Encore - Equinox from Space

January 03, 2015

Equinox from Space

Take a look back at some of the EPODs our viewers found particularly eye-catching. Today, and every Saturday, EPOD invites you to rediscover favorites from the past. Saturday posts feature an EPOD that was chosen by viewers like you in our monthly Viewers’ Choice polls. Join us as we look back at these intriguing and captivating images.

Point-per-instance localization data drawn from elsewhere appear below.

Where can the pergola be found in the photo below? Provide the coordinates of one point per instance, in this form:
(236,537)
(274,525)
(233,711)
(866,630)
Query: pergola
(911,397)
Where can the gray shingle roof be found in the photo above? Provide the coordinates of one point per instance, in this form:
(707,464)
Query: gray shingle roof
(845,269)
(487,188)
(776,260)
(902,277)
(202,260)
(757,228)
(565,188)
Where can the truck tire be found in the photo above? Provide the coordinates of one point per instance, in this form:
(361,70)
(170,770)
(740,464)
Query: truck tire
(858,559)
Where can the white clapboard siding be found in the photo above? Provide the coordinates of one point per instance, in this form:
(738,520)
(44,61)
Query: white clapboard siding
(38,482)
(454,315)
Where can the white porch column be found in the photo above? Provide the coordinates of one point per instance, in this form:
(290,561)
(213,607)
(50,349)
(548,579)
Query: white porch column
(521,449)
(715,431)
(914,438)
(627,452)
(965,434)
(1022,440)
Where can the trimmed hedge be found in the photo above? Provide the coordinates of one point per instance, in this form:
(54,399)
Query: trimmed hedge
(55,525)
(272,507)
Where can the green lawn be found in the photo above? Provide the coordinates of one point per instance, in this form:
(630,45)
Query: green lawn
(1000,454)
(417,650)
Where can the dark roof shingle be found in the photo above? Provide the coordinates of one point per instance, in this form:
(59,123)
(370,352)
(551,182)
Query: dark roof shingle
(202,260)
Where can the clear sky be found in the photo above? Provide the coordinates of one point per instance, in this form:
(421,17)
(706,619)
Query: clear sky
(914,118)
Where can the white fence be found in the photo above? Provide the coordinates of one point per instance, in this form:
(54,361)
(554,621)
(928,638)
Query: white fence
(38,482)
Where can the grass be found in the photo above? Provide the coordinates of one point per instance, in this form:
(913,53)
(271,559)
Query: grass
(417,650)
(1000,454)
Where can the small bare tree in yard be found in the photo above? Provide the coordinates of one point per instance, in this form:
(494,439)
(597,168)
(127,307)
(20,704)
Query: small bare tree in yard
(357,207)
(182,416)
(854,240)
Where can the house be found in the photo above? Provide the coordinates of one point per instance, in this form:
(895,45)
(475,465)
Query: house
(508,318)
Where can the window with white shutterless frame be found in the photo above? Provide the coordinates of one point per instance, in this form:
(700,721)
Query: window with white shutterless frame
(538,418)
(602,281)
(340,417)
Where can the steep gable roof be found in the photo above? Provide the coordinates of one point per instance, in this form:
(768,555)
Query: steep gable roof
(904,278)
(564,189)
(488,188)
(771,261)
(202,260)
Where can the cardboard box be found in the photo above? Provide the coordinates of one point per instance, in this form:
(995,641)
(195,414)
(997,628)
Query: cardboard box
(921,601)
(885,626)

Image from the NOAA Geostationary Satellite Server
Summary Author: Jim Foster

The image above shows a view of the Earth's terminator from approximately 22,300 miles (35,800 km) above the Earth's surface. It was acquired  September 21, 2009 (at 0600Z) by the Meteosat-9 geostationary satellite, which orbits the Earth directly over the Equator, above the Prime Meridian (0 degrees longitude). Notice that the terminator, the band demarking the boundary between daylight and darkness, stretches from the North Pole to the South Pole. The only time this happens is when the Earth is at or near one of the two equinoxes; around September 22 and March 21. At these times, every location on the globe experiences nearly 12 hours of daylight and darkness (equinox).

Like all geostationary satellites, Meteosat-9 is designed to revolve in the same direction that the Earth rotates (west to east). At such a high orbital altitude (about 1/10 the distance to the Moon), one complete orbit takes 24 hours, which is of course the same amount of time as the Earth requires to rotate once on its axis.